農地・圃場でドローン測量が活用される背景
農業分野では圃場整備・基盤整理・排水改善のニーズが高まっています。正確な面積把握・傾斜計測・土量均しの計算が求められるケースで、ドローン測量は短時間・低コストで高精度なデータを提供できます。
東海エアサービスでは「圃場整備の補助金申請に測量成果が必要」「排水不良を改善するために傾斜データが欲しい」「整地工事の土量計算をしたい」というご相談をよくいただきます。圃場の実態を数値で把握することが、農業投資の意思決定を支えます。
農地・圃場測量の主な用途
1. 圃場面積の正確な計測
地番と実際の耕作面積が異なるケースがあります。ドローンによる空撮から生成したオルソフォトを用いて、現況の圃場面積を正確に算出します。補助金申請時の面積証明資料としても活用できます。また隣接する複数圃場をまとめて計測することで、基盤整備計画の全体像を把握できます。
2. 傾斜・排水計画への活用
DSM(数値表層モデル)から圃場の傾斜方向・傾斜角を面的に把握し、排水路の設計根拠データとして活用します。圃場全体の水の流れる方向を可視化することで、排水改善工事の設計精度が向上します。傾斜が複雑な圃場では、設計段階でのシミュレーションにも活用できます。
3. 土量均し・整地量の計算
計画高と現況高の差分から切土・盛土量を算出します。均平化工事の土量計算に使用することで、残土処理費用や盛土材料の発注量を事前に把握できます。TREND-ONE対応のLandXML形式でも出力できます。
4. 基盤整備・区画整理への活用
農地の基盤整備や大区画化工事では、現況地形データが必須です。ドローン計測による現況DTMを設計高と比較することで、工事費積算の根拠となる土量を正確に算出できます。
農地測量でよく聞かれる相談
東海エアサービスが農地・圃場の測量相談でよく聞くのは以下のような内容です。
- 「水田の排水が悪く、どこが低いか把握したい」
- 「大区画化工事に向けて現況の地盤高を整理したい」
- 「補助金申請に必要な圃場面積の根拠資料が必要」
- 「新規就農地として取得した農地の全体像を把握したい」
農業の現場ごとに必要なデータは異なります。どんなデータが必要かから相談に応じています。
実務フロー
- ロケハン・飛行計画:圃場周辺の障害物(電線・防風林・農業施設)を確認、GCP配置計画を策定
- UAVフライト:RTK/PPK対応機で計測(水平±3cm・垂直±5cm)。農業用電線や防風ネットに注意した飛行ルートを設定
- 点群・DSM生成:MetashapeまたはPix4Dmapperで処理。
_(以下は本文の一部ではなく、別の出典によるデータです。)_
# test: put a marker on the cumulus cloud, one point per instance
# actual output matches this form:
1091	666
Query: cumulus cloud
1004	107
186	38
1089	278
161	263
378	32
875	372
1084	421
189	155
作物がない時期は地表面の取得精度が向上
- 面積・体積算出:TREND-POINT / TREND-ONEで圃場面積・傾斜・土量計算
- 成果物納品:GeoTIFF・DXF・PDF(補助金申請対応)・LandXML
見積時に確認していること
- 計測圃場の総面積(複数筆の合計面積)
- 計測目的(面積確認・傾斜把握・土量計算・補助金申請)
- 計測時期(農作物の有無・農閑期の確認)
- 電線・防風林など飛行障害の有無
- 成果物の要件(補助金申請様式に合わせた出力が必要か)
よくある質問
Q:稲や野菜が生育中でも計測できますか?
作物が生育中の場合、DSMには作物の高さが含まれます。地表面の傾斜・土量を正確に把握するには、作物のない時期(農閑期・耕起後)の計測が理想的です。時期についてはご相談ください。
Q:補助金申請の添付書類として使えますか?
当社は測量業 登録第(1)-37730号を保有しており、測量成果として発行する書類は補助金申請資料としてご活用いただけます。ただし各補助金制度の要件は発注機関にご確認ください。
Q:複数の筆(地番)をまとめて計測できますか?
1回のフライトで複数の圃場をまとめて計測することが可能です。計測範囲が広いほどドローン測量のコストメリットが大きくなります。
Q:排水路の設計に必要なデータも取れますか?
排水路の設計には横断勾配・縦断勾配の把握が必要です。DSMから断面データを抽出し、DXF形式で設計ソフトへインポートできます。排水計画に必要なデータ形式をご指定ください。
費用目安と対応エリア
農地・圃場測量の費用は計測面積・成果物要件によって異なりますが、目安として15万円〜からご相談いただいています。全国対応(全省庁統一資格・役務)。測量業 登録第(1)-37730号。